Ante las “heridas de guerra” asumamos nuestra responsabilidad por hacer lo posible por sanarlas (al menos del rencor ante quién las produjo, pues las envenena doblemente), y mientras no se alivian, o en el caso de que no puedan curarse acordémonos de todas las partes sanas de nuestra realidad bio-psico-socio-espiritual desde las que podemos seguir construyendo una realidad mejor para todos, con el ejemplo de una actitud que quizás ayude a salir adelante a nuestros hermanos heridos. Aunque unos heridos puedan más que otros, unos caminen y otros no, unos puedan elegir la mejor actitud y otros no, unos puedan reír y otros no… Tengamos o no heridas graves siempre está la opción de aportar algo desde los más pequeños detalles, hasta la más grandes obras. El dolor es una experiencia común a todos y lo que podamos hacer por aliviar el propio y el de otros siempre aportará más sentido que buscar el mero placer. Ojalá podamos pasar de la búsqueda del bienestar permanente, a la búsqueda del “bien-ser” progresivo…

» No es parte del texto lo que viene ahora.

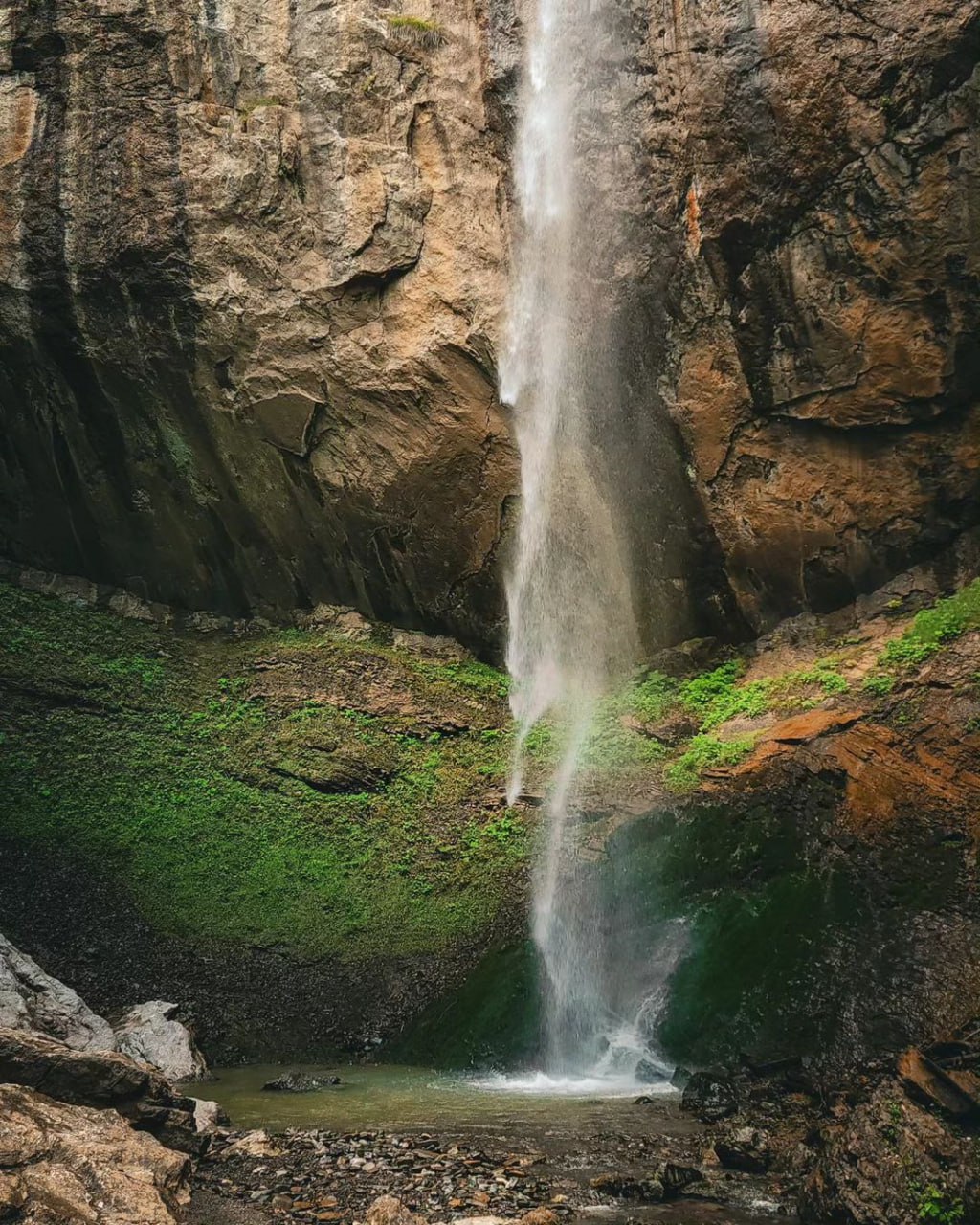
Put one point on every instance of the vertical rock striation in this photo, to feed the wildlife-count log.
(250, 288)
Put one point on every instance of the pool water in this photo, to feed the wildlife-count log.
(392, 1098)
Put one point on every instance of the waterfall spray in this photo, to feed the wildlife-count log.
(572, 630)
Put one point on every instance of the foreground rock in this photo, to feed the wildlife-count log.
(149, 1033)
(104, 1080)
(64, 1164)
(32, 1000)
(891, 1160)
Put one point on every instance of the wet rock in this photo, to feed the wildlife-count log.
(151, 1033)
(71, 1164)
(299, 1081)
(709, 1095)
(539, 1216)
(665, 1184)
(253, 1145)
(888, 1160)
(647, 1072)
(744, 1148)
(101, 1080)
(209, 1115)
(957, 1094)
(680, 1077)
(30, 998)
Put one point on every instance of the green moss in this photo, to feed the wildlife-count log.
(241, 818)
(420, 31)
(720, 695)
(945, 621)
(703, 752)
(491, 1020)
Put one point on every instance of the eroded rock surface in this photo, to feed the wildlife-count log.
(32, 1000)
(104, 1080)
(254, 263)
(151, 1033)
(252, 276)
(68, 1164)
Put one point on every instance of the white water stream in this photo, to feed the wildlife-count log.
(572, 629)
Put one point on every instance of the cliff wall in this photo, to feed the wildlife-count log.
(252, 276)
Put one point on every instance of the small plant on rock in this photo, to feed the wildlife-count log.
(419, 31)
(936, 1206)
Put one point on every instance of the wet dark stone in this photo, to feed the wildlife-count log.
(299, 1081)
(709, 1095)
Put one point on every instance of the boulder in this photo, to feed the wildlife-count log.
(709, 1095)
(101, 1080)
(256, 1143)
(209, 1115)
(956, 1093)
(151, 1034)
(70, 1164)
(30, 998)
(889, 1160)
(744, 1148)
(299, 1081)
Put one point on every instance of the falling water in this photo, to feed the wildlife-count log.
(572, 628)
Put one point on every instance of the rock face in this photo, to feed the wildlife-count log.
(253, 274)
(30, 998)
(71, 1164)
(104, 1080)
(149, 1033)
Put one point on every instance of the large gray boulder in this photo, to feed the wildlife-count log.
(149, 1033)
(30, 998)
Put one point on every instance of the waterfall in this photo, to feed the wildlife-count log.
(572, 626)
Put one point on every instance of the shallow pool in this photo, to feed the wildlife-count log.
(392, 1098)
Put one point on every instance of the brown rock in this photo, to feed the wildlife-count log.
(927, 1083)
(539, 1216)
(71, 1164)
(277, 258)
(389, 1211)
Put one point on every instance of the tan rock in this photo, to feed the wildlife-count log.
(71, 1164)
(389, 1211)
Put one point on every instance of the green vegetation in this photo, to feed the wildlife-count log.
(934, 1204)
(932, 628)
(704, 752)
(420, 31)
(199, 772)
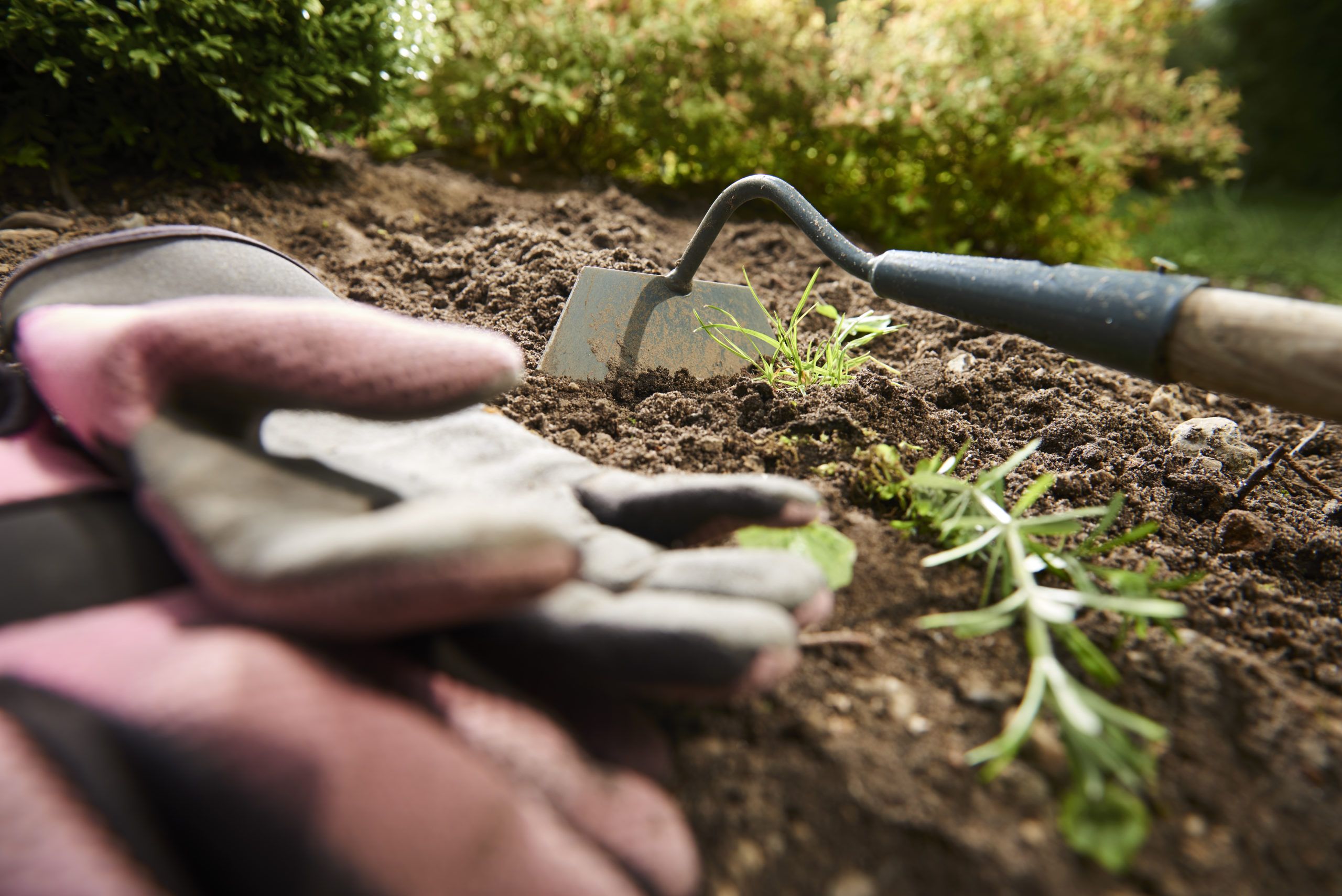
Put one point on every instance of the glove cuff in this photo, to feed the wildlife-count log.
(148, 265)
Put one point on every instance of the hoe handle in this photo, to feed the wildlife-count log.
(1283, 352)
(1159, 326)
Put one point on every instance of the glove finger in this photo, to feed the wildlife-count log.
(282, 548)
(665, 643)
(682, 508)
(239, 713)
(779, 577)
(106, 371)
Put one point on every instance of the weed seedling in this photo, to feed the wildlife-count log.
(1102, 815)
(785, 360)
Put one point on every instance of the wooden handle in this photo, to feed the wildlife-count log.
(1283, 352)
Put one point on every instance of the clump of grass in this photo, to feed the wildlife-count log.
(792, 361)
(1110, 749)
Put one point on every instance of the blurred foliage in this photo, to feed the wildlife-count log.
(1264, 241)
(1005, 128)
(195, 85)
(1283, 57)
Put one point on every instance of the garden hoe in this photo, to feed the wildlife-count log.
(1153, 325)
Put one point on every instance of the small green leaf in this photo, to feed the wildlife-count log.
(1109, 829)
(823, 545)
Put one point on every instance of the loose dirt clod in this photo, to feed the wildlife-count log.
(1243, 532)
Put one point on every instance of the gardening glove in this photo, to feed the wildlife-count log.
(151, 748)
(181, 381)
(168, 392)
(655, 618)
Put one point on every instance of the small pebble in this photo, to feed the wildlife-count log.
(839, 702)
(1218, 436)
(1243, 532)
(1206, 465)
(851, 883)
(23, 220)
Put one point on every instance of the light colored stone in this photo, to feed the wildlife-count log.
(1215, 436)
(1206, 465)
(960, 363)
(30, 220)
(839, 702)
(897, 697)
(852, 883)
(1170, 400)
(746, 859)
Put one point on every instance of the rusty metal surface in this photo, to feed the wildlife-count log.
(626, 322)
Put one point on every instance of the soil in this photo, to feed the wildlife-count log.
(850, 781)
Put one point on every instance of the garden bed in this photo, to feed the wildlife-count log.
(850, 781)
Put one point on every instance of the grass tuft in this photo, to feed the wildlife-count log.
(785, 359)
(1109, 749)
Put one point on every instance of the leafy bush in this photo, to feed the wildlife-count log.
(1282, 57)
(195, 85)
(1005, 128)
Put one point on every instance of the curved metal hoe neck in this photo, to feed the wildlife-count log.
(785, 196)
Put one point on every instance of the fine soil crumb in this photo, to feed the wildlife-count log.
(851, 779)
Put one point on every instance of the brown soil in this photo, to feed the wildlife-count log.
(850, 780)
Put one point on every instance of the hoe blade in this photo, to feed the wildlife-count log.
(621, 322)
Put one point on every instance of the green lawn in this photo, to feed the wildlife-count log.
(1289, 244)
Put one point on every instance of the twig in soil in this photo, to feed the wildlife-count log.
(1257, 475)
(1295, 452)
(845, 638)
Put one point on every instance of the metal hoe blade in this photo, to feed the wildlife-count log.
(623, 322)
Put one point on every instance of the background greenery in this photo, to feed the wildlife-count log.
(1281, 230)
(1007, 128)
(995, 126)
(192, 85)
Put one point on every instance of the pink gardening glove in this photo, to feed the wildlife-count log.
(149, 749)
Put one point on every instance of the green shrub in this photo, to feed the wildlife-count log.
(1282, 57)
(197, 85)
(1003, 126)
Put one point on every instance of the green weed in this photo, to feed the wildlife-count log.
(791, 361)
(1109, 749)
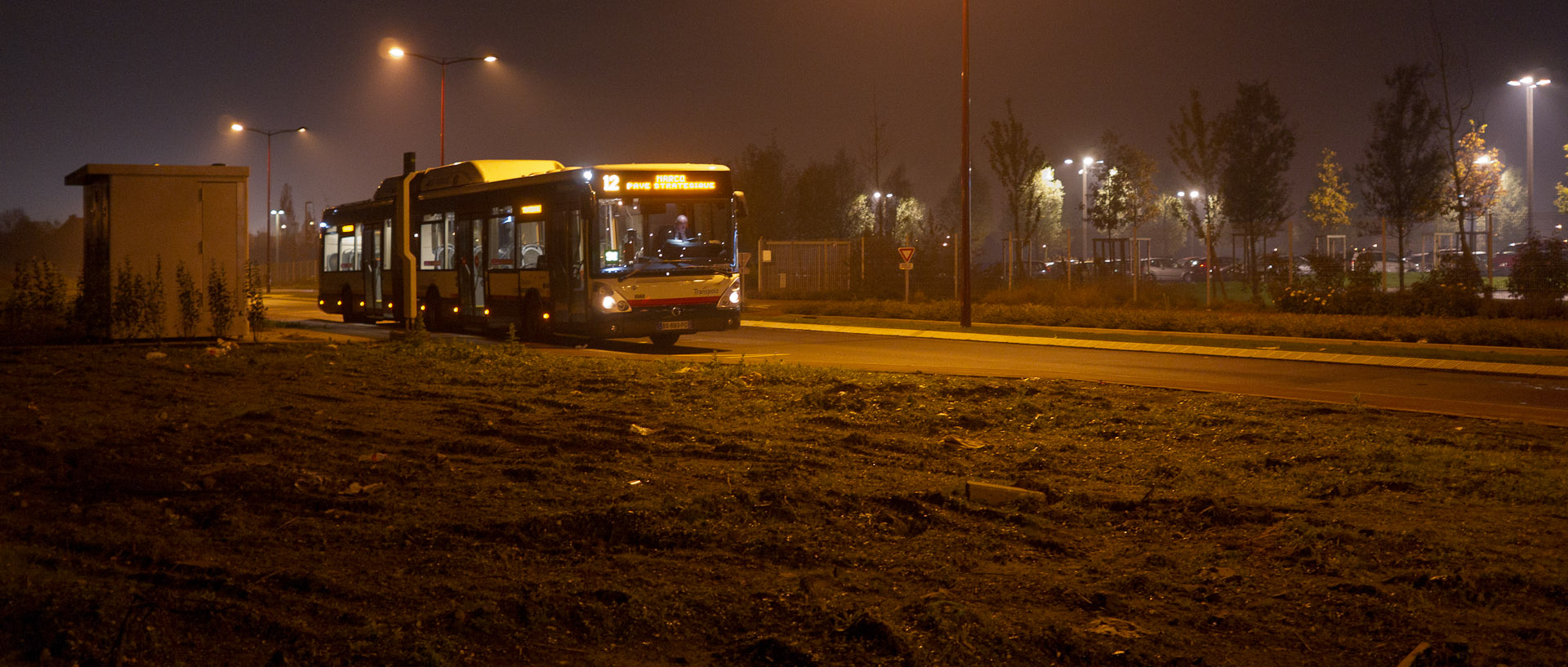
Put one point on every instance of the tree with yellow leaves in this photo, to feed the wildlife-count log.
(1562, 190)
(1477, 180)
(1330, 204)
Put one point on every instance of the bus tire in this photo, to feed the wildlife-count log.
(434, 320)
(532, 317)
(347, 298)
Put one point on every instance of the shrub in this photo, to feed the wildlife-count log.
(1450, 290)
(1540, 276)
(190, 300)
(127, 309)
(153, 309)
(38, 296)
(255, 309)
(220, 301)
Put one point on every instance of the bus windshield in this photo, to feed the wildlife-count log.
(637, 235)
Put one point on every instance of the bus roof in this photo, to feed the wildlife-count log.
(662, 167)
(485, 171)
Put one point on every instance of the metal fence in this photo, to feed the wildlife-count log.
(799, 266)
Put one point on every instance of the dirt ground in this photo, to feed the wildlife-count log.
(441, 505)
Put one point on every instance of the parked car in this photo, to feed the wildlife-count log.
(1503, 264)
(1167, 269)
(1053, 268)
(1196, 268)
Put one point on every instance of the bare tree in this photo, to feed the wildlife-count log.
(1258, 149)
(1404, 170)
(1196, 152)
(1455, 107)
(764, 174)
(1018, 165)
(872, 157)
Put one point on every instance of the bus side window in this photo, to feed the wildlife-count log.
(530, 245)
(330, 249)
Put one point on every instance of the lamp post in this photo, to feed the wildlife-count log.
(237, 127)
(399, 52)
(1084, 198)
(1529, 83)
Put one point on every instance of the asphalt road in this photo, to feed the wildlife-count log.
(1481, 395)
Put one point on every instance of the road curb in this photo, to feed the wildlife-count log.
(1278, 354)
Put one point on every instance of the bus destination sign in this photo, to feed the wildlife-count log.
(657, 184)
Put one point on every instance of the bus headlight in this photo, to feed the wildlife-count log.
(731, 298)
(608, 301)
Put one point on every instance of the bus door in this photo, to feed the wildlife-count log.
(568, 269)
(470, 266)
(373, 265)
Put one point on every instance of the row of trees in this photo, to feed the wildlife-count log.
(1428, 162)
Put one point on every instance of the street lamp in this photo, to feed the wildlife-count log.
(399, 52)
(237, 127)
(1084, 194)
(1529, 83)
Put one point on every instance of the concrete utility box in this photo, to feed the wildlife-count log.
(170, 213)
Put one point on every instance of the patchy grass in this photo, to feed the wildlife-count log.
(457, 505)
(1551, 334)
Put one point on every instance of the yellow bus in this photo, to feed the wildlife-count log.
(613, 251)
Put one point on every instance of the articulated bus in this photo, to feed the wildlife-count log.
(613, 251)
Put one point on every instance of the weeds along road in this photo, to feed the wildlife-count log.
(1518, 398)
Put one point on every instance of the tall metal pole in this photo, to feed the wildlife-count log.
(1529, 158)
(443, 113)
(269, 221)
(963, 177)
(1529, 83)
(1084, 206)
(269, 211)
(399, 52)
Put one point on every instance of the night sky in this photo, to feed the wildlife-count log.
(697, 80)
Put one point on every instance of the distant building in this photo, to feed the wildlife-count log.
(170, 215)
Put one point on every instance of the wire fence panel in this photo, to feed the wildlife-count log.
(804, 266)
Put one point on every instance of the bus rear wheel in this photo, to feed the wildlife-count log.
(347, 298)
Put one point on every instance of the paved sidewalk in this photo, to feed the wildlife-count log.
(1045, 339)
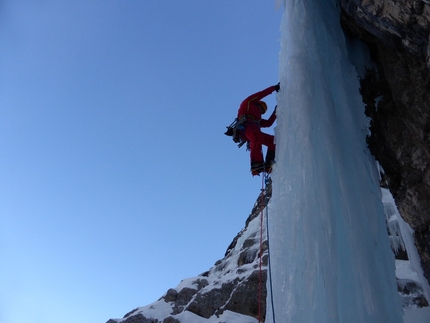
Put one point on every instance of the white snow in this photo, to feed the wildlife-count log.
(330, 253)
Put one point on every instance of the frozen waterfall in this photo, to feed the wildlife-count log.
(330, 255)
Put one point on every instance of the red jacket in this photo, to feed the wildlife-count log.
(249, 107)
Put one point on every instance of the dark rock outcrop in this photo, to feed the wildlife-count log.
(397, 97)
(236, 283)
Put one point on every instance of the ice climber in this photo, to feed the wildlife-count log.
(249, 117)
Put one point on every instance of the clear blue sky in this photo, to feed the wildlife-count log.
(116, 180)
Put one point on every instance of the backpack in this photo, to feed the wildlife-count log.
(234, 130)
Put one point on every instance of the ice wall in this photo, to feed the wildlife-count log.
(330, 254)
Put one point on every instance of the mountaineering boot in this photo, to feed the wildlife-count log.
(270, 157)
(270, 160)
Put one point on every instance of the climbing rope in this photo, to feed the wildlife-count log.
(264, 206)
(269, 266)
(263, 200)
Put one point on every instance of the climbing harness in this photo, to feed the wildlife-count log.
(265, 181)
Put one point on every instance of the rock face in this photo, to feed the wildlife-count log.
(397, 97)
(235, 286)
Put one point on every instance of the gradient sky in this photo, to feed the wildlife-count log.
(116, 178)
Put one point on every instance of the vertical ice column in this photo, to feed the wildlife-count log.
(331, 260)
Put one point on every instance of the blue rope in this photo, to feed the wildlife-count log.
(269, 271)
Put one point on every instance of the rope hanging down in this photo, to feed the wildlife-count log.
(265, 196)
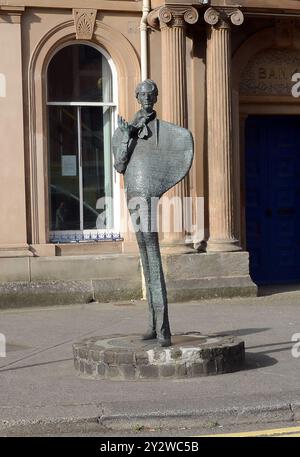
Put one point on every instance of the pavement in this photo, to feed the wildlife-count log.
(40, 390)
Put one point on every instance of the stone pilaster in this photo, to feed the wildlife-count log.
(221, 167)
(172, 21)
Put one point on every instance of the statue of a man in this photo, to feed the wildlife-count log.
(154, 156)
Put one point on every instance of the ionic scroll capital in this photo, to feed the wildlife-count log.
(221, 17)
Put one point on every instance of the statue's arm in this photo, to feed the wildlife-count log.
(122, 156)
(121, 143)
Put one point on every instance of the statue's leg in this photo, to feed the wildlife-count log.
(138, 213)
(151, 330)
(158, 289)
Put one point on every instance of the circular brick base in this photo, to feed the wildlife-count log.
(120, 357)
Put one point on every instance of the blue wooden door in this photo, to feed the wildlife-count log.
(272, 162)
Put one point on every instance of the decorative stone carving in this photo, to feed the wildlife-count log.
(270, 72)
(174, 16)
(84, 23)
(221, 16)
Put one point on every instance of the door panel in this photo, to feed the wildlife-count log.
(272, 159)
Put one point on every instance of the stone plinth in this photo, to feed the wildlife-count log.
(125, 358)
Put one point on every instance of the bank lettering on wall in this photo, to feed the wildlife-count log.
(270, 73)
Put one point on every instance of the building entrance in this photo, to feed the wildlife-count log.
(272, 177)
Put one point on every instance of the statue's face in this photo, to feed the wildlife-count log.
(147, 98)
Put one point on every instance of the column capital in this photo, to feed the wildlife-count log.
(172, 16)
(221, 17)
(13, 12)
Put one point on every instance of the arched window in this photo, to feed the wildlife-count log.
(81, 109)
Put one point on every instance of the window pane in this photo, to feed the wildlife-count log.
(79, 73)
(63, 156)
(97, 170)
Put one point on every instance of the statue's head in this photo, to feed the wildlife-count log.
(146, 93)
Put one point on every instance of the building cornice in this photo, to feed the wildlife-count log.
(104, 5)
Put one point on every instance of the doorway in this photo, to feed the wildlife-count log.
(272, 202)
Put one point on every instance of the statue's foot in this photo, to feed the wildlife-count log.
(149, 335)
(164, 342)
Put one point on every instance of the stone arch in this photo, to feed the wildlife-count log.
(128, 75)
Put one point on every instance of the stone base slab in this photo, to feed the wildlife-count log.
(104, 278)
(126, 358)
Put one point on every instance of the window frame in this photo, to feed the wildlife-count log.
(67, 236)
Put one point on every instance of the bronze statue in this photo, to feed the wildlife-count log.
(154, 156)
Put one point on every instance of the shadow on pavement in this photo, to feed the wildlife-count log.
(243, 331)
(259, 360)
(273, 289)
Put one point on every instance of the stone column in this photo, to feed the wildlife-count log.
(13, 229)
(172, 21)
(221, 168)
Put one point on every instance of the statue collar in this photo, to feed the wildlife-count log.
(140, 123)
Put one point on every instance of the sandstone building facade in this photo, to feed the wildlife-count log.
(228, 71)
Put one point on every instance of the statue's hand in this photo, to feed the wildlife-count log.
(125, 128)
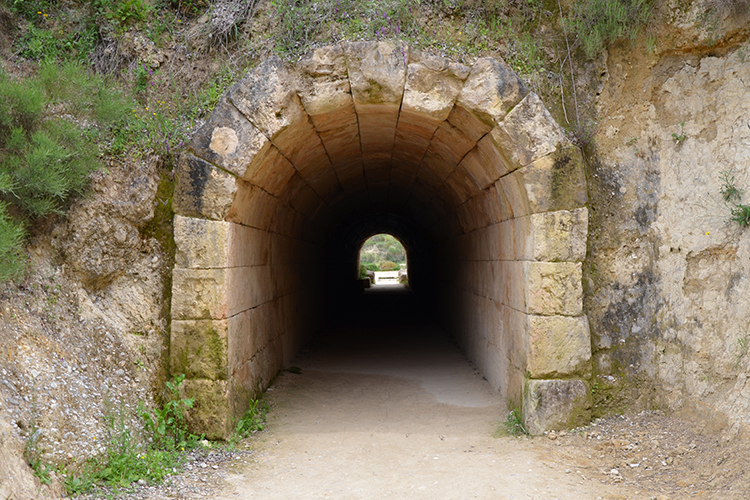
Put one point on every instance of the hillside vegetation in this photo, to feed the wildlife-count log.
(84, 83)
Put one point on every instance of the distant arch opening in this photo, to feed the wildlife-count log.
(383, 261)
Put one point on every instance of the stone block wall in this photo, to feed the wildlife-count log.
(373, 131)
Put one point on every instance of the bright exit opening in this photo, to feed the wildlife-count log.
(383, 262)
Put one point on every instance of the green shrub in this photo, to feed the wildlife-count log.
(389, 266)
(600, 22)
(47, 158)
(12, 256)
(127, 459)
(167, 425)
(254, 420)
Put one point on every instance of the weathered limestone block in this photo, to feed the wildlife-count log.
(500, 208)
(553, 288)
(198, 349)
(555, 405)
(377, 75)
(558, 346)
(228, 140)
(528, 132)
(254, 207)
(469, 124)
(377, 71)
(201, 190)
(557, 236)
(491, 90)
(269, 170)
(199, 293)
(555, 182)
(432, 86)
(458, 187)
(267, 97)
(249, 287)
(201, 243)
(324, 90)
(323, 84)
(246, 329)
(484, 163)
(513, 188)
(210, 414)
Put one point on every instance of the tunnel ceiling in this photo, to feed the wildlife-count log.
(370, 135)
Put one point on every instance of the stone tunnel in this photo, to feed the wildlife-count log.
(299, 165)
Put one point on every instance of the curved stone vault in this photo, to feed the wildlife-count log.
(297, 166)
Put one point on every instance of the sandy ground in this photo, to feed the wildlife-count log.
(394, 410)
(398, 415)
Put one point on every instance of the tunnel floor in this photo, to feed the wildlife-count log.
(390, 409)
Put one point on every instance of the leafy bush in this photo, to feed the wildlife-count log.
(52, 126)
(166, 425)
(389, 266)
(600, 22)
(732, 195)
(127, 460)
(254, 420)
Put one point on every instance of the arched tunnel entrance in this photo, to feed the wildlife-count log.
(297, 165)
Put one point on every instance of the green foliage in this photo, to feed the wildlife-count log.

Diariamente encuentro en muchos de mis pacientes a esos héroes anónimos que me muestran como son capaces de seguir viviendo incluso con graves “heridas de guerra” y que tienen la humildad de dejarse acompañar o de guiar en nuevos caminos, desde la supervivencia a la Súper-vivencia. Gracias a todos ellos por enseñarme tanto cotidianamente.